Das schwierigste Projekt meines Lebens war dieses hier. Aber es gibt keine Wörter dafür auf Englisch oder Deutsch, wie befriedigend es für mich war, dass es mir gelungen ist am Ende. Jetzt habe ich Ihnen natürlich schon das Ende des Films verraten, aber es war eine großartige, wunderbare Erfahrung.
Watty: Sie haben ja mit diesem Film eine Art des kleinen Mikrokosmos geschaffen, in dem Sie nicht nur etwas für die Schüler getan haben, die wir dort kennenlernen, sondern Sie haben kurzfristig mal den Nahostkonflikt einfach gelöst durch den Tanz für ein paar Momente womöglich, aber vielleicht auch nachhaltig. Glauben Sie, dass diese Erfahrung für die Schüler auch langfristig bleibt, diese Idee des Miteinanders gegen vielleicht auch das, was in ihren Familien vermittelt wird?
Dulaine: Das ist eine sehr große Frage, und mit allem Respekt weiß ich jetzt, dass ich es schaffen kann, die Kinder selber, mit denen ich gearbeitet habe, das waren 150 Kinder in den fünf Schulen – viele von ihnen sind noch miteinander befreundet.
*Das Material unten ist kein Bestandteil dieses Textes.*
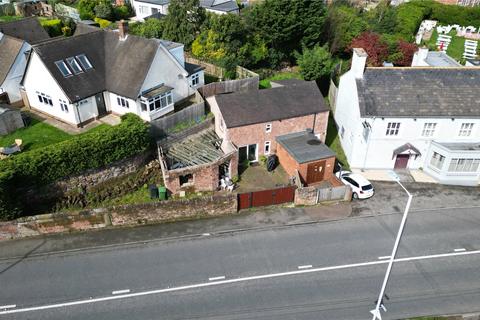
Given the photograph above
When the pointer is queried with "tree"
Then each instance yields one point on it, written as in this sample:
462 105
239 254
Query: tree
183 21
86 9
104 10
376 49
316 63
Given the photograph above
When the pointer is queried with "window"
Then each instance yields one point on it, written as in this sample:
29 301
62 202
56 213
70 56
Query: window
160 102
122 102
195 79
63 105
429 129
74 65
437 160
84 62
267 147
392 128
464 165
44 98
466 130
63 68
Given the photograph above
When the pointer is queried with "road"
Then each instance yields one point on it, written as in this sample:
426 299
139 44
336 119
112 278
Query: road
329 270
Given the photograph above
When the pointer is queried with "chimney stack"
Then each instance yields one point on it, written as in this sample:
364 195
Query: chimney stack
123 29
359 60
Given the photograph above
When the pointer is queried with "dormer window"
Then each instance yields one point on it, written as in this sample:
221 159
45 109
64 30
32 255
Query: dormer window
86 65
63 68
74 65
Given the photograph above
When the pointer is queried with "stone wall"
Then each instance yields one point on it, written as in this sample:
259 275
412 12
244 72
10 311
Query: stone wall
127 215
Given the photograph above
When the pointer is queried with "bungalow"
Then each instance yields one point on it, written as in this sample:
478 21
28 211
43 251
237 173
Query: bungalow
252 120
147 8
411 118
16 38
96 72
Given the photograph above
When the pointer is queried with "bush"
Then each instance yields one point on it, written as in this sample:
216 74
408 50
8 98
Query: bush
43 166
52 26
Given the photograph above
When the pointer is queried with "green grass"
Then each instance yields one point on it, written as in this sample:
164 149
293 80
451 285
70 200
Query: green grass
265 83
333 142
39 134
9 18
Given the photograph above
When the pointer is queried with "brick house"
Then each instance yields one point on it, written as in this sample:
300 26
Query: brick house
252 120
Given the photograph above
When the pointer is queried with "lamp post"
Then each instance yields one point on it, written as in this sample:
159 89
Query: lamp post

Ich will jetzt sagen, Facebook ist wunderbar dafür, ohne jetzt Reklame machen zu wollen. Sogar die Eltern haben sich angefreundet. Und diese Kinder, viele von diesen Kindern sind noch befreundet. Ich weiß es, weil ich ihr Freund in Facebook bin.
Und daher weiß ich Bescheid. Und sie sind so glücklich, Teil des Films zu sein, natürlich. Und ich weiß, dass die Welt verändert werden kann, und nur durch Kinder. Und Ballroom-Dancing, im Gesellschaftstanzen, wenn du jemanden berührst in einem Tanzsaal, im Englischen ist dieses Tanzen eine Umarmung, wenn du jemanden umarmst.
Und dieses Einander-Umarmen, und wenn du jemanden umarmst, dann lernst du ihn auf eine andere Art und Weise kennen, als wenn du nur Tennis mit ihm spielst, wo eine Distanz herrscht. Also, Inschallah, wie wir auf Arabisch sagen, es wird gut für die Zukunft sein. Ich möchte auch, dass die Demokraten und die Republikaner in Washington anfangen, miteinander zu tanzen. Inschallah.
Watty: Danke schön an Pierre Dulaine. Der Film "Dancing in Jaffa" läuft ab Donnerstag bei uns im Kino. Und gleich findet die Premiere in Berlin statt, im Kino International, und da wird Pierre Dulaine nun sofort hineilen. So thank you very much, Pierre Dulaine, good luck and all the best for you. And thank you for this movie.
Dulaine: Gern geschehen! It's a pleasure. Thank you very, very, very much.